By CHARLES M. GUTHRIE
of the editorial page staff
published by the StarTribune
September 9, 1961





   WE ARE IN for more and more electronics and might as well get ready for the eventual reign of the robot.  The computer already has invaded about every area save romance and we can't rest serene even here.  Sooner or later some scientist with nothing better to do will bring out a wonder machine that will tell George whether Gertrude is really his dream girl or would, as a wife, be a nightmare.
   But electronics has its place and I am not one to discount it, even though it seems a crying shame that the human brain, nourished by blood, can't think as fast as a metal one nourished by electricity.
   Because of the current passion for keeping records, government, industry and schools would be chin deep in paper work were it not for the help of these uncanny devices.  And file and payroll clerks,  bookkeepers and stenographers would be reduced to babbling irrationality.
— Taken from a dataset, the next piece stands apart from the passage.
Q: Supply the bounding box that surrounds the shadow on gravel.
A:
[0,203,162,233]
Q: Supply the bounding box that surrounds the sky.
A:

   WE SERIOUS and philosophic thinkers have long since concluded that man has got himself so boxed in by the complications, contradictions and bustling efficiencies of progress that he must take aid where he can get it if he knows what's good for him.
   We're just as sure, however that there must be limits to what electronics can do.  It cannot be expected to supply solutions to everything.  On the residential domestic front, for instance, it would wash against an unyielding reef.
   In this field, of course, cursory gains have been made.  We recognize and approve the fruits of simpler science --vacuum cleaners, dishwashers, power can openers and stoves that cook dinner while milady is lousing up a small slam in spades.
   
LINC computer 1961
   BUT THE REAL core of the problem goes far deeper.  What man really needs to chase the bugs from under the roof is a device that will anticipate and reckon with feminine emotions and reactions, something that will eliminate the booby traps, the sins of omission and the consequent frosty silences which repeatedly shake matrimony to its foundations.
   Elimination of these would reduce divorce, stanch tears and keep the home fires--rather than the wife--burning.
   To be worth its price the household computer would have to keep a man alert to all the special days his wife holds dear, from wedding anniversaries to the anniversary of little Judy's first tooth.  It would have to  make him remember to mail the check to the gas company and the get-well card to Fran, to return the shoes for credit during his lunch hour and pick up the aspirin en route home.
   
   THUS IT would have to be pocket-size.  If not on his person at all times, papa would flub about as many assignments as he does now.  One of my associates suggests that a satchel-size job would serve, but I disagree.  Too often it would be left on the cloakroom shelf at the office and buzz all night to nobody's profit.
   But a pocket-size computer would pose an appalling problem in shrinkage.  Even today's small brain machine , I understand, dwarfs a grand piano.  Fitting one of these babies into the manse would confound an Einstein.  And the only possible place for it would be the spot the boss had reserved for the matching planters.

Steve grants Guthrie's wish
   SUCH A stay-at-home installation wouldn't be worth the cost.  It might tell you where to find your other  sock or help with the tax forms but it wouldn't be around to gig you awake when you were tooling homeward without Aunt Harriet, whom you'd promised to pick up at the station without fail.
   My challenge, then, to the electronics industry is a miniature husband-helper.  If science can score a break-through here it can break through anything.  But I rather hope it doesn't try.  Some jobs are too big to tackle.